The historic agreement between the Ministers of Agriculture of the G20 on 23 June 2011 in Paris underlines the importance of increasing world agricultural production, in particular that of wheat, to resolve the urgent challenges of hunger and food price volatility. Already very active on this issue, INRA, together with other national and international research and funding organisations from about ten countries, will launch the International Research Initiative for Wheat Improvement (IRIWI) in 2011. This initiative aims at reinforcing synergies between bread and durum wheat national and international research programmes to increase food security, nutritional value and safety while taking into account societal demands for sustainable and resilient agricultural production systems.
Wheat is one of the main staple crops in the world but the present production levels do not satisfy demand. With a world population of 9 billion in 2050, wheat demand is expected to increase by 70%. Annual wheat yield increases must jump from the current level of below 1% to at least 1.7%.
Repeated weather hazards in a context of global change, the constant rise in oil prices, speculation on agricultural markets are some of the factors reinforcing volatility of wheat prices and aggravating food insecurity in numerous countries.
Strengthening coordination of world wheat research
IRIWI will coordinate worldwide research efforts in the fields of wheat genetics, genomics and agronomy. Both Northern and Southern countries share the need to improve wheat yield, tolerance to stress, pathogens and pests, as well as wheat resource use efficiency. Improved agronomic practices and development of innovative cropping systems are also a priority. Several large national research programmes on wheat have been launched recently in Northern countries. CIMMYT and ICARDA have presented a new CGIAR research programme called WHEAT for the developing world.

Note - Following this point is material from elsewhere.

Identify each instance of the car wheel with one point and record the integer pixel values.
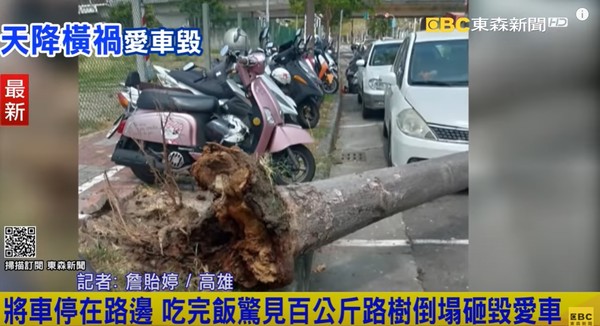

As part of its activities, IRIWI will provide a forum to facilitate communication between research groups, identify potential synergies and encourage collaborations among major existing or emerging nationally, regionally and internationally (public and private) funded wheat research programmes. It will also support the development of publicly available integrated databases and platforms and establish and periodically update priorities for wheat research of global relevance.
Sharing resources, methods and expertise to improve and stabilise yields
The on-going efforts to decipher the wheat genome sequence, as well as the development of high throughput genotyping and phenotyping tools, will provide new ways to exploit more efficiently the available genetic diversity and create new wheat varieties by public and private breeders. Development and adoption of precise and site-specific management techniques will lead to the improvement of production systems. The IRIWI will facilitate and ensure the rapid exchange of information and know-how between researchers, and will organize knowledge transfer to breeders and farmers.
These actions will allow the creation of improved wheat varieties and the dissemination of better agronomic practices worldwide in the next 15 years. These new wheat varieties and agronomic practises will allow farmers to stably produce more and better wheat in different environments.
IRIWI reinforces INRA’s long-term involvement in research in wheat improvement. Recently, the BREEDWHEAT project was selected by the French Stimulus Initative. BREEDWHEAT is carried out in coordination with or contributes to other international initiatives, such as the WHEAT-Global Alliance project for food security in Southern countries, conducted by the CIMMYT and the International Wheat Sequencing Programme coordinated by the IWGSC.